Mesoporous alumina–zirconia–organosilica composites for CO2 capture at ambient and elevated temperatures

Abstract

New ternary and binary composite mesostructures consisting of alumina, zirconia and organosilica with isocyanurate bridging groups were synthesized via co-condensation of suitable precursors in the presence of a triblock copolymer, Pluronic P123. The resulting binary and ternary composite mesostructures were used for CO₂ capture at low (0 °C), ambient (25 °C), and elevated (60 and 120 °C) temperatures. The CO₂ adsorption capacities measured at 1 atm for alumina–organosilica mesostructures are: 1.43 mmol g⁻¹ at 0 °C and 1 mmol g⁻¹ at 25 °C. Much higher CO₂ adsorption capacities were recorded at 1 atm for zirconia–organosilica mesostructures: 2.53 mmol g⁻¹ at 0 °C and 1.93 mmol g⁻¹ at 25 °C. This significant increase in the CO₂ uptake for zirconia–organosilica was achieved due to the development of microporosity, which was shown to be beneficial for CO₂ physisorption at low pressures.
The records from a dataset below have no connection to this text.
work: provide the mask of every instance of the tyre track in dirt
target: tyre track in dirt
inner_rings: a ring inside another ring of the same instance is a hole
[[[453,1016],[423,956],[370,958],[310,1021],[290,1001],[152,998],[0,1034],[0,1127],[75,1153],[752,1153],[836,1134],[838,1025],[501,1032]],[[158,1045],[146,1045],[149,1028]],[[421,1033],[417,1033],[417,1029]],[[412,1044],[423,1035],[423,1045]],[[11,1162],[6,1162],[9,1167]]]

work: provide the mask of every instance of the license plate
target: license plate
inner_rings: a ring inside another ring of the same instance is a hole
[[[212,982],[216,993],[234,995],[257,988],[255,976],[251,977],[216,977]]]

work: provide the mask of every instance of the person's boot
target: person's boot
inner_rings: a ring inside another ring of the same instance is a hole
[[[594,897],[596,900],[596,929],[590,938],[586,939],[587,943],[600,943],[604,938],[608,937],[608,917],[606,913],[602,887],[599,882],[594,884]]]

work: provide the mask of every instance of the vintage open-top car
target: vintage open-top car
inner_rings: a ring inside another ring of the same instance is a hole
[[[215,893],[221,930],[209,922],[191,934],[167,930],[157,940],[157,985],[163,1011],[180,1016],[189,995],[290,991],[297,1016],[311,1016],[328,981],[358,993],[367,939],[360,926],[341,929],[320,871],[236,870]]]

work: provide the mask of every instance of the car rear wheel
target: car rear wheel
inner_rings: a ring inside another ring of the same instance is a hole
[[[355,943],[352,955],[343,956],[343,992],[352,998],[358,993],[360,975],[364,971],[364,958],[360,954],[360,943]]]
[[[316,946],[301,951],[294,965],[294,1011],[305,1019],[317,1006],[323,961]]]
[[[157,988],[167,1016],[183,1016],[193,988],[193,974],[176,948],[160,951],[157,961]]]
Temperature programmed desorption (TPD) was used to measure the CO₂ sorption capacities for the mesostructures studied at 60 and 120 °C. The TPD studies revealed the superior sorption capacities of zirconia–organosilica mesostructures at 60 °C (3.02 mmol g⁻¹) and 120 °C (2.76 mmol g⁻¹). Various surface hydroxyls present in alumina and zirconia are primarily responsible for CO₂ capture. These hydroxyls were shown to be essential for interactions with CO₂ by forming hydrogen carbonate and bidentate carbonate complexes. The thermal stability, corrosion resistivity, and chemical stability of the mesostructures studied make them attractive sorbents for CO₂ capture in the fossil fuel-based power plants, which generate large volumetric flow rates of flue gas at 1 atm with low partial pressure of CO₂ in the temperature range of 100–150 °C.